Capability Properties (POS for .NET v1.14 SDK Documentation)

Certain properties cannot be set directly within a Service Object. This comes up most often in the case of capability properties; those with the Cap prefix in their names. According to the Unified Point Of Service (UnifiedPOS) specification, these properties must be read-only; therefore, an implementation-specific mechanism is needed for the Service Object to change the value of these properties.

BaseClass Properties

Microsoft Point of Service for .NET (POS for .NET) Base classes have a protected property, Properties, for this purpose. This property returns a helper class which has writable versions of the read-only properties implemented in the Base class. For example, PinPadBase has a property called Properties that returns an object of type PinPadProperties. And this object contains properties used to set various PinPad-specific capability properties, such as CapDisplay.

PosCommon Properties

In addition to device-specific property classes, all POS for .NET Base and Basic classes also have a protected property called CommonProperties which returns an object of type CommonProperties. This helper class is used to modify capability and status properties found in PosCommon.

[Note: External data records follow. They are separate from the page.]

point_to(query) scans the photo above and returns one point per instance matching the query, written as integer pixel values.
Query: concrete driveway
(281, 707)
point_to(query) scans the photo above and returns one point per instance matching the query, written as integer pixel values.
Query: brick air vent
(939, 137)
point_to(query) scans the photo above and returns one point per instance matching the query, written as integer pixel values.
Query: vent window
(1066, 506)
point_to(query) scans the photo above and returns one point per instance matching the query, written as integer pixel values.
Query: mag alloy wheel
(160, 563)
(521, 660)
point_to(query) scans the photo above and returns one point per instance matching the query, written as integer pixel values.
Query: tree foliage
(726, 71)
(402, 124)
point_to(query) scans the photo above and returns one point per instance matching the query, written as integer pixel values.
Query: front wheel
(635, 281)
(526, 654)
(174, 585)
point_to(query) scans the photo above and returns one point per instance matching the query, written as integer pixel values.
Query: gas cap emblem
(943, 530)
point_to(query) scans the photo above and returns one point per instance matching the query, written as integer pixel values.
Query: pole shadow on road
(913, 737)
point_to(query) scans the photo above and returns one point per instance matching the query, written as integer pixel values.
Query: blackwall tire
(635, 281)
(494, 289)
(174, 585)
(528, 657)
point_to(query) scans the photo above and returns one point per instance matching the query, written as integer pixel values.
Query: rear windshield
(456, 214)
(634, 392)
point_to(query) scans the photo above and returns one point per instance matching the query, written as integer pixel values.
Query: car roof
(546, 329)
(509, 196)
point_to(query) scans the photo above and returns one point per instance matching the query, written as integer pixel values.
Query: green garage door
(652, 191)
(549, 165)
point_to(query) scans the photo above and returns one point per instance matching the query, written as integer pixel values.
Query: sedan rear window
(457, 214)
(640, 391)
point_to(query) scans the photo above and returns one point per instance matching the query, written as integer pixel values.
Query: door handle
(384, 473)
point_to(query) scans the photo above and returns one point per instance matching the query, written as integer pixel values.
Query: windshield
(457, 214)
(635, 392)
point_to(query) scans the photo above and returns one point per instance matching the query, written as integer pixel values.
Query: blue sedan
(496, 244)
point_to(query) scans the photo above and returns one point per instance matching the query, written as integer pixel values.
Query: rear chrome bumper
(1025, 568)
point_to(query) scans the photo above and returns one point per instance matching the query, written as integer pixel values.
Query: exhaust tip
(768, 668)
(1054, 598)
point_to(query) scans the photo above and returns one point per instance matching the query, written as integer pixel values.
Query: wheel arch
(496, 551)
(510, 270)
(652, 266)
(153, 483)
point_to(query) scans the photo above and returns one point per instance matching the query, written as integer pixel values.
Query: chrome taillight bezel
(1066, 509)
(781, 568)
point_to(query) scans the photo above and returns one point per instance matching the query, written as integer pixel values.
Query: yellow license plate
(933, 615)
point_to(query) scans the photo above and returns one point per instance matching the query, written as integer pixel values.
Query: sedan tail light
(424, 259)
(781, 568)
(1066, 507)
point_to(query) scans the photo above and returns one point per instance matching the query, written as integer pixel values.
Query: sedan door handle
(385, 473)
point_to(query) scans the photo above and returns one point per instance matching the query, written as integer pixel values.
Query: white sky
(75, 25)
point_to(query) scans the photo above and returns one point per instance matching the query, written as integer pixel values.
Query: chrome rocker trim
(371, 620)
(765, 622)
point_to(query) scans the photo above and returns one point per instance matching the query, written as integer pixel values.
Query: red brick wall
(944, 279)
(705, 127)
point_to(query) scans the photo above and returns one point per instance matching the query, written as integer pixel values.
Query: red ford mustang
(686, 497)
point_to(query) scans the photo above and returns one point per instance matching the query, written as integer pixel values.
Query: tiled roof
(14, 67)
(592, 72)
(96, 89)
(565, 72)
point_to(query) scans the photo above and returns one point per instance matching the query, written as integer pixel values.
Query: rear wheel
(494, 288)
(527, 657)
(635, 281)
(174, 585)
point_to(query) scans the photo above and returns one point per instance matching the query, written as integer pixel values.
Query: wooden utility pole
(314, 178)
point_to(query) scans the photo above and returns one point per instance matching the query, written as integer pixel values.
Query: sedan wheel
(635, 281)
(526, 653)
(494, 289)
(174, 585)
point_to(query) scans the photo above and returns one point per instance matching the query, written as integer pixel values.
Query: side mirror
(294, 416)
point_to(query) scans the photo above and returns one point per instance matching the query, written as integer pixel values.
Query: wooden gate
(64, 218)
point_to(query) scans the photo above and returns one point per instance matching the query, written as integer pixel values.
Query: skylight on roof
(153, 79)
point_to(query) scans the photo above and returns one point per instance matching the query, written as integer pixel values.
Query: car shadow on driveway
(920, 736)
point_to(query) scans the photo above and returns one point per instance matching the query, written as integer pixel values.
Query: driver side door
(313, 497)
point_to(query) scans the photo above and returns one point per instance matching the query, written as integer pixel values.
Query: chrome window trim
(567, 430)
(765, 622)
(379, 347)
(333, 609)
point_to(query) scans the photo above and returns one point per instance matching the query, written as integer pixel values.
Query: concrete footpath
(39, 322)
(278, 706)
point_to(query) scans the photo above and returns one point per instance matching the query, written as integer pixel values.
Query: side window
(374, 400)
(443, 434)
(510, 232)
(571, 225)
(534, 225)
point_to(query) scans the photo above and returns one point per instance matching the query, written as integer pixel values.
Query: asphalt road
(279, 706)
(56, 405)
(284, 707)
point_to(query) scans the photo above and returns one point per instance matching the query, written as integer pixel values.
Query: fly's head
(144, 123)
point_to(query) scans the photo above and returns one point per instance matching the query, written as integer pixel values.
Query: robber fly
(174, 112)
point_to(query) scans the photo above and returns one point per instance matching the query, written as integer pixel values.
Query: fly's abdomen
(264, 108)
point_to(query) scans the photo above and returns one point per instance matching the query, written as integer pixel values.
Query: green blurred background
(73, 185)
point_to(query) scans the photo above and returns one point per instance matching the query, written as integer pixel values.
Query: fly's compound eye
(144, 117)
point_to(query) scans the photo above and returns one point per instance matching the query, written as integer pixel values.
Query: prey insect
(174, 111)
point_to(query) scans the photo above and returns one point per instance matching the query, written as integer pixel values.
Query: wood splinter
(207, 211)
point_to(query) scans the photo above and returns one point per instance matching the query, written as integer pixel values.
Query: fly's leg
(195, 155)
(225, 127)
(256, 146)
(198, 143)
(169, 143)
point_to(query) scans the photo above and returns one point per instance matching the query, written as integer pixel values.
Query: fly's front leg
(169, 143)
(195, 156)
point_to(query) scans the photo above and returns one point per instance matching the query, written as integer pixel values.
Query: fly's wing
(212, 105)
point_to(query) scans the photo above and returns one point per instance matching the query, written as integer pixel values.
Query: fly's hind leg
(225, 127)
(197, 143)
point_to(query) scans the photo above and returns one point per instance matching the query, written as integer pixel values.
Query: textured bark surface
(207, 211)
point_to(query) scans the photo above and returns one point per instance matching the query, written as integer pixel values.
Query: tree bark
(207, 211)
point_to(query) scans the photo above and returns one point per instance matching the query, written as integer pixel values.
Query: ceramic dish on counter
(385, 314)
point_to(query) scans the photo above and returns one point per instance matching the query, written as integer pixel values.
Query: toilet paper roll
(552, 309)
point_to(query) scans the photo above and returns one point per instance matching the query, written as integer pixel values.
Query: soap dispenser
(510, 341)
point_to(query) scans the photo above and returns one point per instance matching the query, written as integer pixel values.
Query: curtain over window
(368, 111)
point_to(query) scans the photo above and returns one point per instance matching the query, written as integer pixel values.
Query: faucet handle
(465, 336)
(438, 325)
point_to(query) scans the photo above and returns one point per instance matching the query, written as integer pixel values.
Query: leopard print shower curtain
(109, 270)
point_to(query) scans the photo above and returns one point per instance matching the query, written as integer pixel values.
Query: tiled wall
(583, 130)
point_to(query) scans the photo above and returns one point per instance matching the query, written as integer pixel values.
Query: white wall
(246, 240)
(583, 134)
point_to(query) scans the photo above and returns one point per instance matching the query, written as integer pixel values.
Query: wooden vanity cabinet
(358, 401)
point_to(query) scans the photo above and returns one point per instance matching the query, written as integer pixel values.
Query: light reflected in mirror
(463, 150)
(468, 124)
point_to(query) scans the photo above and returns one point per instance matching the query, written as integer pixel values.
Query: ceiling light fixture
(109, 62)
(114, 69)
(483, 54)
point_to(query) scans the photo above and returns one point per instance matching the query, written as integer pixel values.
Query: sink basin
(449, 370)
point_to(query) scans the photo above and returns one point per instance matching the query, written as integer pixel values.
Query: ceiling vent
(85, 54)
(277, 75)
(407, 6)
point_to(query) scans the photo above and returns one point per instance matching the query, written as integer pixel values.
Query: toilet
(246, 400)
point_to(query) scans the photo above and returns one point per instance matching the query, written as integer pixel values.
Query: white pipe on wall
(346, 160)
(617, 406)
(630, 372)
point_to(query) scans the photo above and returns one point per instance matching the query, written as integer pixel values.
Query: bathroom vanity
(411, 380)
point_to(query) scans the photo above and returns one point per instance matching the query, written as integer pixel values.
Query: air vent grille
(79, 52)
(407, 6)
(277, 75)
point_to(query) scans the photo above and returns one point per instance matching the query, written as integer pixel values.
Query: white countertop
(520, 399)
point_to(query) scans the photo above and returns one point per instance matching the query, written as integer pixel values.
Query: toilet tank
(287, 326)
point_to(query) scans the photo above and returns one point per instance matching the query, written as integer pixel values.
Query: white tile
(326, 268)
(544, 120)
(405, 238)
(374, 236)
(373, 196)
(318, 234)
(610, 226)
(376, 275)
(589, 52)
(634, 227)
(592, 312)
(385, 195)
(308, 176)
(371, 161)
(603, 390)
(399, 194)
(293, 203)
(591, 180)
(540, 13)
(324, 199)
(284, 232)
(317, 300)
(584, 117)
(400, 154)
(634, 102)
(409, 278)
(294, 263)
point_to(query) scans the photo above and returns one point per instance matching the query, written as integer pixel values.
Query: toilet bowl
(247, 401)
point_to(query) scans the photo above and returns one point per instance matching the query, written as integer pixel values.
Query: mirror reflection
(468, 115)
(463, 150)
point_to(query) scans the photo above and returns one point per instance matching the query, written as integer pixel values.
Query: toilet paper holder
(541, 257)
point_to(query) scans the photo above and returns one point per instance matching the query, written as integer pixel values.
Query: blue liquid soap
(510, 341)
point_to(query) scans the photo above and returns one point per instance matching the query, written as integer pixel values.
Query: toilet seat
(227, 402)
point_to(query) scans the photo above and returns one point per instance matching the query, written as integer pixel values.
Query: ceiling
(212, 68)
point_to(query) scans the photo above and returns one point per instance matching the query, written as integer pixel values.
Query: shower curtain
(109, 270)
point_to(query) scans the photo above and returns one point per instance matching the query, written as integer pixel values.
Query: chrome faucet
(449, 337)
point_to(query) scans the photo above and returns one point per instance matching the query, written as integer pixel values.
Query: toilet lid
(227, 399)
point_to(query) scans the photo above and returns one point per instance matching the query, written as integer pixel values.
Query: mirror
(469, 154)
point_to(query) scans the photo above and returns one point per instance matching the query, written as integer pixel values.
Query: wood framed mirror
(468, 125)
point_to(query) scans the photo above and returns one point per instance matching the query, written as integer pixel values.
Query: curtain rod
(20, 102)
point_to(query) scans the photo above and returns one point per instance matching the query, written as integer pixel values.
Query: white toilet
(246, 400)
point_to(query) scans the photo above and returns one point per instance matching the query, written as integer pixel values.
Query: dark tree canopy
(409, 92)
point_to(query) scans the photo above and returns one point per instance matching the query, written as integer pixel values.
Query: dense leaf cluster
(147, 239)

Setting Properties Using Helper Classes

In general, a Service Object should always access the value of its common and class-specific properties using the helper classes. These properties may be written to by the Service Object and always contain the appropriate values.

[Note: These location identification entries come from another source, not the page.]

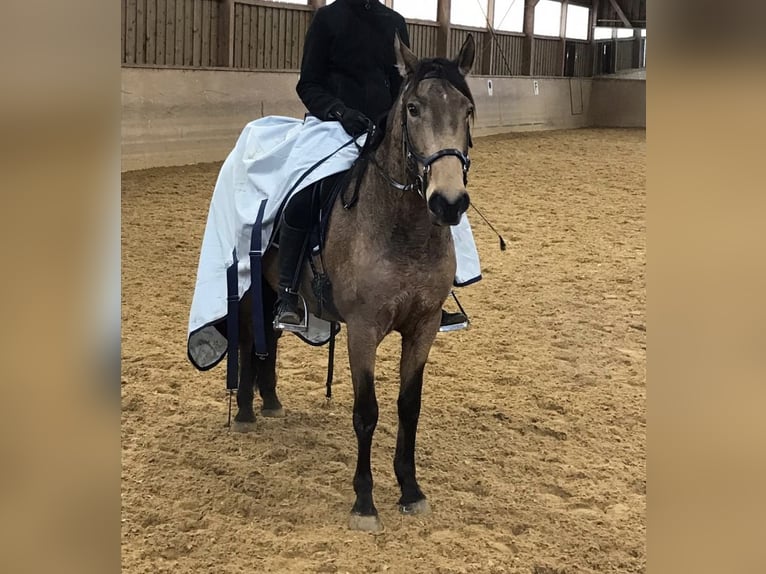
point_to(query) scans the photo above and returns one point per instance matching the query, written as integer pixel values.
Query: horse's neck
(391, 215)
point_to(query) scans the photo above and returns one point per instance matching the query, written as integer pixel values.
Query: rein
(413, 157)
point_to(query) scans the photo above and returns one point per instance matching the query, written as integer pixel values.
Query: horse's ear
(406, 61)
(464, 59)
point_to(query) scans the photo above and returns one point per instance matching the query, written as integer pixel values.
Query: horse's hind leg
(415, 349)
(266, 368)
(245, 391)
(361, 350)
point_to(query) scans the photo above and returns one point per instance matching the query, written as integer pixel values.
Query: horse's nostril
(465, 200)
(437, 204)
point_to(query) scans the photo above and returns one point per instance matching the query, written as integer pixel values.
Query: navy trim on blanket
(467, 283)
(232, 324)
(256, 285)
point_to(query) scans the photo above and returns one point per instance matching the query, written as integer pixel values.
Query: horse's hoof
(278, 413)
(365, 523)
(419, 507)
(238, 426)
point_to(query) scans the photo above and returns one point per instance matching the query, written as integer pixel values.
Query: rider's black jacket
(348, 59)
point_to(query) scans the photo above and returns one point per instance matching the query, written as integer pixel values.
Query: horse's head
(435, 109)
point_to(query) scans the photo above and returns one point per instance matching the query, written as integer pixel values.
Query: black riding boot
(292, 244)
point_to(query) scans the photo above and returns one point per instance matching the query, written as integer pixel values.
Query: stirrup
(455, 326)
(300, 328)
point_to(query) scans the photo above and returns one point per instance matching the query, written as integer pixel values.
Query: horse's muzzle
(445, 211)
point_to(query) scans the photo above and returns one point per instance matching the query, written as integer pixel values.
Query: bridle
(413, 158)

The Service Object developer should be aware of what the POS for .NET framework may do when a particular value is changed. For example, the Service Object should generally not change CommonProperties.State since this may interfere with the POS for .NET internal state. Similarly, the Service Object developer should be aware that changing CommonProperties.PowerState may send a StatusUpdateEvent event to the application.

Note

When deriving from the POS for .NET Base or Basic classes, the Service Object should generally not change the value of CommonProperties.State to ControlState.Closed. Doing so prevents cleanup of the event queue, and POS for .NET may later throw exceptions as it tries to process events already in the queue.